Step 1. Configure and run a performance session
So let’s start. Make sure that you run your Visual Studio as
administrator. After opening project in VS choose Analyze -> Launch Performance Wizard menu item. In Performance
Wizard dialog specify profiling method to be used (read my previous post) and
choose the application to profile.
After closing the wizard your application will be started.
Then do whatever you want with your application (call functions, press buttons or
menus, etc) to load it or just wait for some time.
Step 2. Analyze application performance report
And after you close your application or after you press Stop
Profiling link in Visual Studio, profiling report will be generated and the Summary view of
the profiling report will appear in the main window in Visual Studio. On the picture bellow you can see example of
Summary profiling report (CPU Sampling was used as profiling method).
Let’s have a closer look at this report. At the top of Summary view you can see a graph
describing changes of CPU usage relative
to time.
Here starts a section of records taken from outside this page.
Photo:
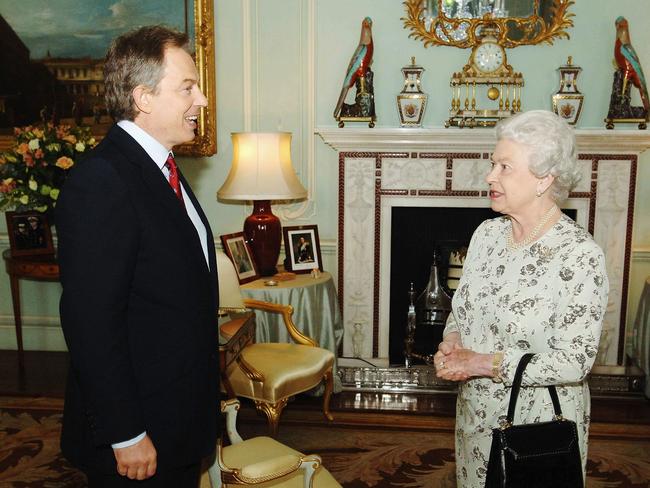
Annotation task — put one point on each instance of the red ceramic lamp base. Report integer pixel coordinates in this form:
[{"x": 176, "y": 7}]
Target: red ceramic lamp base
[{"x": 263, "y": 232}]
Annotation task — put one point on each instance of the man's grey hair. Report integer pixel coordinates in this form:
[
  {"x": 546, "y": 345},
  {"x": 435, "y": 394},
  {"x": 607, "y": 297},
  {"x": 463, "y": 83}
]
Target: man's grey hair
[{"x": 133, "y": 59}]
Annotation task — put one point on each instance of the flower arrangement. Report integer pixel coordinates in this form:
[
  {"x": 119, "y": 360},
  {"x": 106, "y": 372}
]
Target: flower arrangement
[{"x": 32, "y": 172}]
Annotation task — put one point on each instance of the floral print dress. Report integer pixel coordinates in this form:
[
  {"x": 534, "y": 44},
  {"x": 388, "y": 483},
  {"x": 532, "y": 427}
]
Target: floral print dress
[{"x": 547, "y": 298}]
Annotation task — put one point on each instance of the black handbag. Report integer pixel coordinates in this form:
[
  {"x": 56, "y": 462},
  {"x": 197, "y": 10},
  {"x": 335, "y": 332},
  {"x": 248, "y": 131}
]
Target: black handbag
[{"x": 544, "y": 454}]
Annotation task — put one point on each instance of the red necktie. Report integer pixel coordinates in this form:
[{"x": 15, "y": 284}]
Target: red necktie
[{"x": 173, "y": 177}]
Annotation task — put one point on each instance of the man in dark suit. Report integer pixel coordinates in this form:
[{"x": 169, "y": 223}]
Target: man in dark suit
[{"x": 139, "y": 281}]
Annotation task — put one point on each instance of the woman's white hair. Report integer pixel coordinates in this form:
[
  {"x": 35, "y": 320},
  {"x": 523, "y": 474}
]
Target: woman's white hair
[{"x": 551, "y": 147}]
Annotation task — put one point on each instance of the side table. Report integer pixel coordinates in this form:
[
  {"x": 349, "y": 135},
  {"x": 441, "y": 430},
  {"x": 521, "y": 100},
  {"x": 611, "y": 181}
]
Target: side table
[
  {"x": 316, "y": 311},
  {"x": 39, "y": 267}
]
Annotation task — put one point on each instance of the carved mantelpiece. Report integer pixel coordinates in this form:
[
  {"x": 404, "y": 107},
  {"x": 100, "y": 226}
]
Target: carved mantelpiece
[{"x": 383, "y": 168}]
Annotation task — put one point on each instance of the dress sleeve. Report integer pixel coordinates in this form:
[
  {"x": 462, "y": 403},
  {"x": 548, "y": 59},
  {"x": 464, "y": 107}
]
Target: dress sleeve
[{"x": 573, "y": 328}]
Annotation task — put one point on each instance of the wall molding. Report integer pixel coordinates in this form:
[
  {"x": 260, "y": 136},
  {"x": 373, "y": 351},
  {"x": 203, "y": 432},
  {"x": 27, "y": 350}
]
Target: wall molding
[{"x": 441, "y": 140}]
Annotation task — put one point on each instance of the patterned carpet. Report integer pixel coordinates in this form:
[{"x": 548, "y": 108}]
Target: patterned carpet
[{"x": 357, "y": 456}]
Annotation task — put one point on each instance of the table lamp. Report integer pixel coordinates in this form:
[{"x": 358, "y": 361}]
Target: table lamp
[{"x": 261, "y": 171}]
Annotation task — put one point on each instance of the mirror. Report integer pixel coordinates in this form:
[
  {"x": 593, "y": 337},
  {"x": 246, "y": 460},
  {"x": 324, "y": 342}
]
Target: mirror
[{"x": 456, "y": 22}]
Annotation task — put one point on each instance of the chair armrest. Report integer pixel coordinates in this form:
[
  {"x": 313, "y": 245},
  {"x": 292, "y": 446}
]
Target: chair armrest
[{"x": 287, "y": 313}]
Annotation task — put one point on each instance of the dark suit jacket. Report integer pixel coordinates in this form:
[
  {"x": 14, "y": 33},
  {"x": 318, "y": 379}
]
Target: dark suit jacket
[{"x": 137, "y": 310}]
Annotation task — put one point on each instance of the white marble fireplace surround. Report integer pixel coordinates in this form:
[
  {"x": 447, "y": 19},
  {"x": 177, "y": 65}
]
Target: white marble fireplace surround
[{"x": 384, "y": 168}]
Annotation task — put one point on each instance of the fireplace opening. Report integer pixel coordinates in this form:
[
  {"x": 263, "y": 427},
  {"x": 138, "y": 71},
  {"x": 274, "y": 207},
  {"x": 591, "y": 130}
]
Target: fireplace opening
[{"x": 415, "y": 233}]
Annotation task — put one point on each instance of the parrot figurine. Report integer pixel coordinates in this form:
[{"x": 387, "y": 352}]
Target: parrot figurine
[
  {"x": 628, "y": 62},
  {"x": 359, "y": 63}
]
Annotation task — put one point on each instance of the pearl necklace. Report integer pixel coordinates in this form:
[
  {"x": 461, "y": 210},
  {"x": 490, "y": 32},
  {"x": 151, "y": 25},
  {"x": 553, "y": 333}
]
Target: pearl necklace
[{"x": 515, "y": 246}]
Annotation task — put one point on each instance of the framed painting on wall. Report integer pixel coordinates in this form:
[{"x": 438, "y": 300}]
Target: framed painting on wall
[
  {"x": 53, "y": 60},
  {"x": 239, "y": 252}
]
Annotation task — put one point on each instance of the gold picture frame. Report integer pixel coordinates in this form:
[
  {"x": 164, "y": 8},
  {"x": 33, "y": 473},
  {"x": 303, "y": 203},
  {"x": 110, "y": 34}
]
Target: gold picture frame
[{"x": 205, "y": 142}]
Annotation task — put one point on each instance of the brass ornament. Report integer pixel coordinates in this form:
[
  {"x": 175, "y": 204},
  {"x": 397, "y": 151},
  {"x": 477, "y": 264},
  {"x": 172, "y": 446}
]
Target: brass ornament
[
  {"x": 532, "y": 30},
  {"x": 487, "y": 67}
]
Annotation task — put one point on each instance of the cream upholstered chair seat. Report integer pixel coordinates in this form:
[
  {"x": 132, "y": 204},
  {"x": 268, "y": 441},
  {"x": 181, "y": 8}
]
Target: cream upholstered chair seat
[
  {"x": 271, "y": 373},
  {"x": 264, "y": 462},
  {"x": 288, "y": 369}
]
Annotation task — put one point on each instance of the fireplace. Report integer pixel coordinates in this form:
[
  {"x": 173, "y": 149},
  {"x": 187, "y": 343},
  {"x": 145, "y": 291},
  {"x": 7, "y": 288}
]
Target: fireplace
[
  {"x": 384, "y": 170},
  {"x": 415, "y": 233}
]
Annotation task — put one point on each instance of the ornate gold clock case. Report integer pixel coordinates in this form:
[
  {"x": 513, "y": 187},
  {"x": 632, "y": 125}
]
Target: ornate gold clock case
[{"x": 487, "y": 89}]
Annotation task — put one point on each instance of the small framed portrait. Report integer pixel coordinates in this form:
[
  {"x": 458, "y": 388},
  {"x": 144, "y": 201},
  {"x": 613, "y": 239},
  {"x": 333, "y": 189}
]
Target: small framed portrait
[
  {"x": 29, "y": 233},
  {"x": 241, "y": 256},
  {"x": 302, "y": 248}
]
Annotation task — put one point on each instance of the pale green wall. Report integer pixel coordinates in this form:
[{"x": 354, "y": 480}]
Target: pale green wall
[{"x": 271, "y": 54}]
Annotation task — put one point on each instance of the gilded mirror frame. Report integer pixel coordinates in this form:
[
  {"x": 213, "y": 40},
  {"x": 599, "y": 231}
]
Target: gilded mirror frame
[{"x": 533, "y": 29}]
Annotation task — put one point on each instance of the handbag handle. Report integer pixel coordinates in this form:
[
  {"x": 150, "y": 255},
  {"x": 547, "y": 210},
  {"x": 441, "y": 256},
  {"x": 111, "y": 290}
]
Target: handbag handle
[{"x": 516, "y": 385}]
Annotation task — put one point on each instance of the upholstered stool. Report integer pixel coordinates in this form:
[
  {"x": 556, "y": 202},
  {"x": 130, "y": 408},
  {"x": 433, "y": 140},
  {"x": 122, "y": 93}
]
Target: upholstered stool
[{"x": 264, "y": 462}]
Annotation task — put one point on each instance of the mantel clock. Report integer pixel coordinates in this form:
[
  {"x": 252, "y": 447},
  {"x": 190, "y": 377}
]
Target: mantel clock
[{"x": 487, "y": 89}]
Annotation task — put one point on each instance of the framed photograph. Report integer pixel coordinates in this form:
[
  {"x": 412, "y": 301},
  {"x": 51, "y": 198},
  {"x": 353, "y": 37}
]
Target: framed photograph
[
  {"x": 241, "y": 256},
  {"x": 29, "y": 233},
  {"x": 302, "y": 248},
  {"x": 57, "y": 77}
]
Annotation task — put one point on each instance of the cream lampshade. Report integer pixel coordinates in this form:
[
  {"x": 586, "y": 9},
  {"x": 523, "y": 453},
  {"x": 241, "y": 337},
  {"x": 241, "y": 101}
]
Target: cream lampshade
[{"x": 261, "y": 171}]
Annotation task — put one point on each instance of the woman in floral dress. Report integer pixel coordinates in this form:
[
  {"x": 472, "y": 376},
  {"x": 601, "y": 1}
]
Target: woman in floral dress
[{"x": 533, "y": 281}]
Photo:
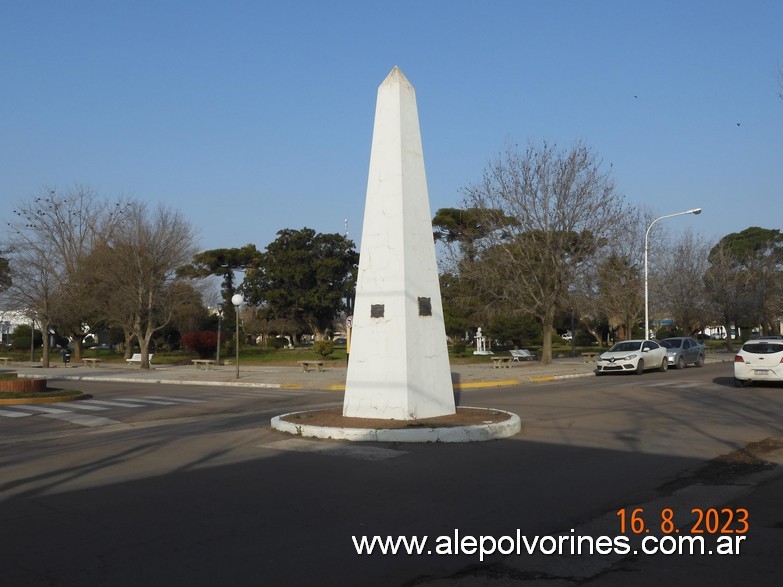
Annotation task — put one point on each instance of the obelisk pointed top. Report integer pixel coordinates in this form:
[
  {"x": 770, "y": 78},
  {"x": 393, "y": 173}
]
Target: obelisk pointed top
[{"x": 396, "y": 75}]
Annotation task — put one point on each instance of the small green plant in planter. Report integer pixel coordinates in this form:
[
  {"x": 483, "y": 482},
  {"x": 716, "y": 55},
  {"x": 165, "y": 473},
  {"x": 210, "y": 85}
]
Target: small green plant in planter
[{"x": 323, "y": 347}]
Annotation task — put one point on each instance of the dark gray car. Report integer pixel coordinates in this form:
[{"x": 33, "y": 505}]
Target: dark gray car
[{"x": 684, "y": 350}]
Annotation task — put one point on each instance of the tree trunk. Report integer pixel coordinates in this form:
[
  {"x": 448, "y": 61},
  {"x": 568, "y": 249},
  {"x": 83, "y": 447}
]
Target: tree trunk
[
  {"x": 45, "y": 344},
  {"x": 546, "y": 351}
]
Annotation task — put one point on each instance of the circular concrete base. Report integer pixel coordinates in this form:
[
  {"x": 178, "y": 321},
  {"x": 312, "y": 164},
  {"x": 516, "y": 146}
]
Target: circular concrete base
[{"x": 472, "y": 433}]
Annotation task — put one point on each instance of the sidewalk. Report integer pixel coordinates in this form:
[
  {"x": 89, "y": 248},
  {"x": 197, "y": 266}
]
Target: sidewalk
[
  {"x": 760, "y": 494},
  {"x": 331, "y": 378}
]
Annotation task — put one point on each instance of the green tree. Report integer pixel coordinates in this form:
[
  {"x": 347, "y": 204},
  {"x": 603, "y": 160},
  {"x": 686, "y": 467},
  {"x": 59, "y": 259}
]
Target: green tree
[
  {"x": 564, "y": 210},
  {"x": 134, "y": 273},
  {"x": 744, "y": 278},
  {"x": 304, "y": 276},
  {"x": 223, "y": 263}
]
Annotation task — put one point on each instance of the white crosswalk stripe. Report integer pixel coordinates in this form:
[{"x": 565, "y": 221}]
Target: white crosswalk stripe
[
  {"x": 177, "y": 399},
  {"x": 112, "y": 404},
  {"x": 142, "y": 400},
  {"x": 81, "y": 419},
  {"x": 13, "y": 414},
  {"x": 67, "y": 411},
  {"x": 77, "y": 405}
]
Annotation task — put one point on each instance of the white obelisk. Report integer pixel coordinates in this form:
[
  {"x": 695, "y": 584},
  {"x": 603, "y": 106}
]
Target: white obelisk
[{"x": 399, "y": 364}]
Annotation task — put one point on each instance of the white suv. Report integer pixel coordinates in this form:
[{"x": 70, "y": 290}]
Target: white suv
[{"x": 759, "y": 360}]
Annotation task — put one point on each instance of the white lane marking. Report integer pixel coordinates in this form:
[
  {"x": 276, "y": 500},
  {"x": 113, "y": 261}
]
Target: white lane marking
[
  {"x": 46, "y": 410},
  {"x": 146, "y": 401},
  {"x": 80, "y": 419},
  {"x": 76, "y": 405},
  {"x": 177, "y": 399},
  {"x": 7, "y": 414},
  {"x": 113, "y": 404}
]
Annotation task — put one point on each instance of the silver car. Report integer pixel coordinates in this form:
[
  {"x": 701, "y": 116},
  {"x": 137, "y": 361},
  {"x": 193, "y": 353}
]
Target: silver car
[
  {"x": 683, "y": 350},
  {"x": 634, "y": 356},
  {"x": 759, "y": 360}
]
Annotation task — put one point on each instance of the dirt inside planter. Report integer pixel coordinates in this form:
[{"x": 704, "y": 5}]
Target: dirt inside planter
[{"x": 333, "y": 418}]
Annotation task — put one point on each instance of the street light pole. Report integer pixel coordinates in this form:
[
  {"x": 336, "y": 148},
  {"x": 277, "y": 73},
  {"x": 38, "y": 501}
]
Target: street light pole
[
  {"x": 217, "y": 354},
  {"x": 237, "y": 300},
  {"x": 646, "y": 291}
]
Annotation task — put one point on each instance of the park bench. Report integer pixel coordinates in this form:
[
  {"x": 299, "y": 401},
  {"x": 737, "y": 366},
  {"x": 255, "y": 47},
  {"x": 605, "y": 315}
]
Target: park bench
[
  {"x": 206, "y": 363},
  {"x": 499, "y": 362},
  {"x": 518, "y": 354},
  {"x": 307, "y": 364},
  {"x": 136, "y": 359}
]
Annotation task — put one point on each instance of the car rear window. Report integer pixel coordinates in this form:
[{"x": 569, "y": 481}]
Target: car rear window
[{"x": 763, "y": 348}]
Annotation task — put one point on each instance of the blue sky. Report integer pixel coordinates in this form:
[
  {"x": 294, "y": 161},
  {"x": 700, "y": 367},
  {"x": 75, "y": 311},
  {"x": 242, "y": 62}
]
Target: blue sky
[{"x": 250, "y": 117}]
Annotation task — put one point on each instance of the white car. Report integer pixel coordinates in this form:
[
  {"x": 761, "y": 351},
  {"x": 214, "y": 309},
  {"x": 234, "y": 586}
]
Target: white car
[
  {"x": 759, "y": 360},
  {"x": 634, "y": 356}
]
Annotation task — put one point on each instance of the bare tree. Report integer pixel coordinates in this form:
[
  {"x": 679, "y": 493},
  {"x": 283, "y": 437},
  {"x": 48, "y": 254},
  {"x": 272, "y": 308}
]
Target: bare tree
[
  {"x": 564, "y": 210},
  {"x": 50, "y": 236},
  {"x": 679, "y": 281},
  {"x": 136, "y": 268}
]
This graph helps to determine at what moments of time your application
intensively loads CPU. You can also zoom this graph or select some time
interval and filter by it.
The next very interesting part of Summary performance report
is called Hot Path. It helps to
determine the most expensive call path based on sample counts for chosen
interval of time (the whole interval of profiling by default). If you click a function
name you can see details of cost distribution for the function (the Function Details
view of the profiling data will be shown).
The Function Details
view presents a graphical view of the profiling data for the selected function,
showing all the functions that called that function and all the functions that
were called by the selected function. This view also gives you idea of what
lines of code need to be refactored to decrease CPU usage.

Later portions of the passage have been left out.